ESL Synonym Questions (State of the art)
Jump to navigation
Jump to search
- ESL = English as a Second Language
- 50 multiple-choice synonym questions; 4 choices per question
- each question includes a sentence, providing context for the question
- ESL questions available from Peter Turney
- introduced in Turney (2001) as a way of evaluating algorithms for measuring degree of similarity between two words
- subsequently used by many other researchers
Sample question
Stem: "A rusty nail is not as strong as a clean, new one." Choices: (a) corroded (b) black (c) dirty (d) painted Solution: (a) corroded
Table of results
Algorithm | Reference for algorithm | Reference for experiment | Type | Correct | 95% confidence |
---|---|---|---|---|---|
Random | Random guessing | 1 / 4 = 25.00% | Random | 25.00% | |
RES | Resnik (1995) | Jarmasz and Szpakowicz (2003) | Hybrid | 32.66% | |
LC | Leacock and Chodrow (1998) | Jarmasz and Szpakowicz (2003) | Lexicon-based | 36.00% | |
LIN | Lin (1998) | Jarmasz and Szpakowicz (2003) | Hybrid | 36.00% | |
JC | Jiang and Conrath (1997) | Jarmasz and Szpakowicz (2003) | Hybrid | 36.00% | |
HSO | Hirst and St.-Onge (1998) | Jarmasz and Szpakowicz (2003) | Lexicon-based | 62.00 | |
PMI-IR | Turney (2001) | Turney (2001) | Corpus-based | 74.00% | |
JS | Jarmasz and Szpakowicz (2003) | Jarmasz and Szpakowicz (2003) | Lexicon-based | 82.00% |
Explanation of table
- Algorithm = name of algorithm
- Reference for algorithm = where to find out more about given algorithm
- Reference for experiment = where to find out more about evaluation of given algorithm with TOEFL questions
- Type = general type of algorithm: corpus-based, lexicon-based, hybrid
- Correct = percent of 80 questions that given algorithm answered correctly
- 95% confidence = confidence interval calculated using Binomial Exact Test
- table rows sorted in order of increasing percent correct
- several WordNet-based similarity measures are implemented in Ted Pedersen's WordNet::Similarity package
Caveats
- the performance of a corpus-based algorithm depends on the corpus, so the difference in performance between two corpus-based systems may be due to the different corpora, rather than the different algorithms
- the ESL questions include nouns, verbs, and adjectives, but some of the WordNet-based algorithms were only designed to work with nouns
References
Jarmasz, M., and Szpakowicz, S. (2003). Roget’s thesaurus and semantic similarity, Proceedings of the International Conference on Recent Advances in Natural Language Processing (RANLP-03), Borovets, Bulgaria, September, pp. 212-219.

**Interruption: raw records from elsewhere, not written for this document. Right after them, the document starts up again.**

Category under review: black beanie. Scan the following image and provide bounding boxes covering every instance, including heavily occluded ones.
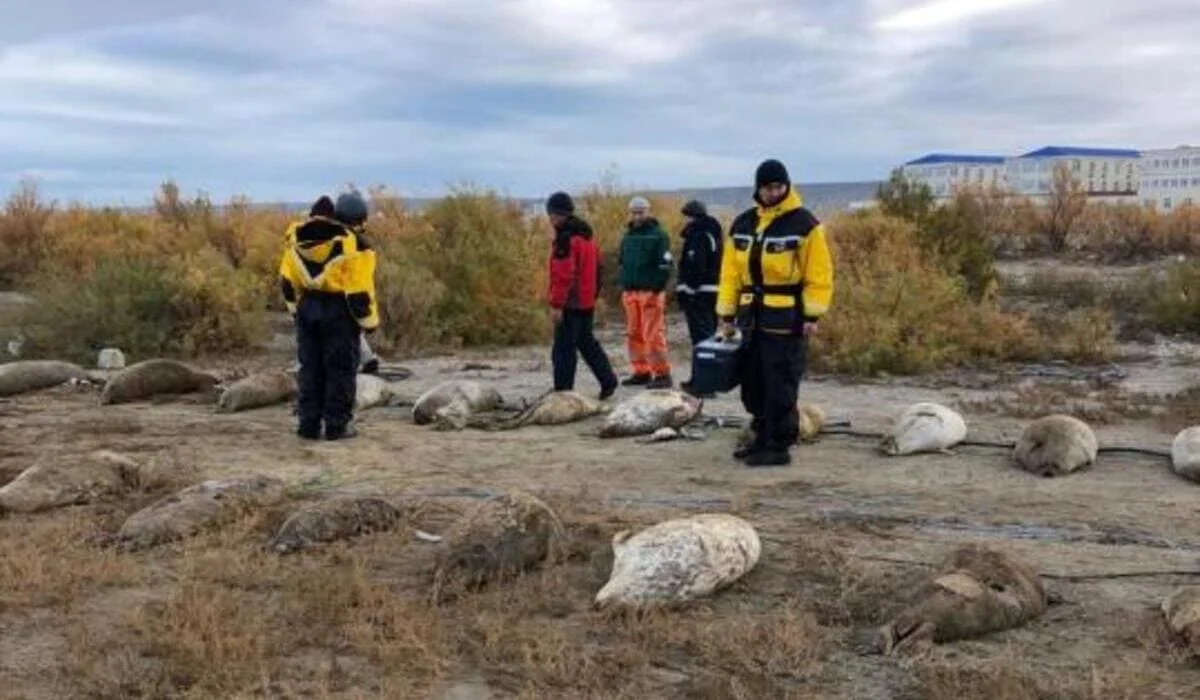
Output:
[308,195,334,217]
[546,192,575,216]
[754,158,792,190]
[679,199,708,216]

Terra, E., and Clarke, C.L.A. (2003). Frequency estimates for statistical word similarity measures. Proceedings of the Human Language Technology and North American Chapter of Association of Computational Linguistics Conference 2003 (HLT/NAACL 2003), pp. 244–251.
Turney, P.D. (2001). Mining the Web for synonyms: PMI-IR versus LSA on TOEFL. Proceedings of the Twelfth European Conference on Machine Learning (ECML-2001), Freiburg, Germany, pp. 491-502.